Evs will be built in whole or part in China, using Chinese raw materials. It's worth noting that up to 1957, DuPont owned 24% of General Motors, when the US Supreme Court ordered DuPont to divest its shares:
In concluding that the law had been violated, the decision noted that “the bulk of du Pont’s production of automotive finishes and fabrics has always supplied the largest part of the requirements of General Motors, the one customer in the automobile industry connected to du Pont by a stock interest, and [so] there is an overwhelming inference that du Pont’s commanding position was promoted by its stock interest, and was not gained solely on competitive merit.”

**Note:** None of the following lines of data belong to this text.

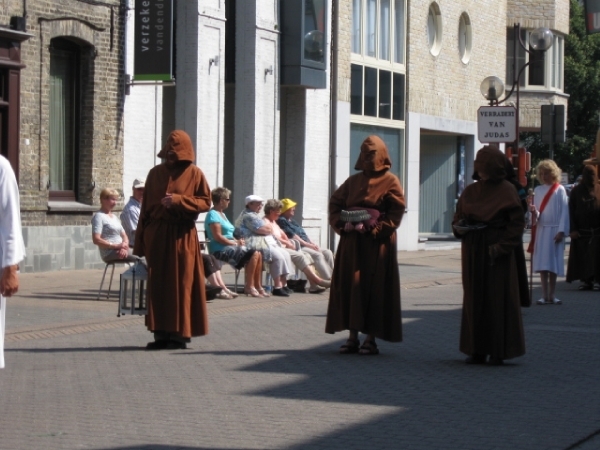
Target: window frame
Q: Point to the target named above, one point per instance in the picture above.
(64, 45)
(435, 24)
(359, 31)
(367, 62)
(464, 48)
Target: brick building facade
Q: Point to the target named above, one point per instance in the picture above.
(409, 70)
(71, 105)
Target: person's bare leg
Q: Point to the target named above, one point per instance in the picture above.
(551, 286)
(544, 282)
(258, 271)
(369, 346)
(352, 343)
(249, 270)
(215, 281)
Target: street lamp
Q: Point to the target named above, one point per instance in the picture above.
(492, 87)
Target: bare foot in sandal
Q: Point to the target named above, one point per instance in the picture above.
(369, 347)
(351, 346)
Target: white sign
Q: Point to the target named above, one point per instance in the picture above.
(497, 124)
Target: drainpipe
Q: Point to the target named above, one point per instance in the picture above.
(333, 86)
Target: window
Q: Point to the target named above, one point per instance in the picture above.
(434, 29)
(63, 114)
(314, 29)
(377, 92)
(378, 29)
(464, 38)
(545, 69)
(377, 77)
(378, 51)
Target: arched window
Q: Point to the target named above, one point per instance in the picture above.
(434, 29)
(464, 38)
(64, 113)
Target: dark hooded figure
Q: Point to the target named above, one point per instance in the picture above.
(176, 192)
(511, 177)
(365, 289)
(490, 221)
(584, 212)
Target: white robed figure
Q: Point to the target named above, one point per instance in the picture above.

As Ferdinand Lundberg has pointed out, it's never easy to determine who owns what part of what company, with ownership concealed by street names, investment funds, and other devices -- but it's hard to avoid thinking even now that what's good for the US auto sector -- de-unionization and government subsidies, among other things -- will be good for DuPont.For now, that's why Joe, the last relic of the old Democrat coalition, is president. He's anything but a Soviet plant.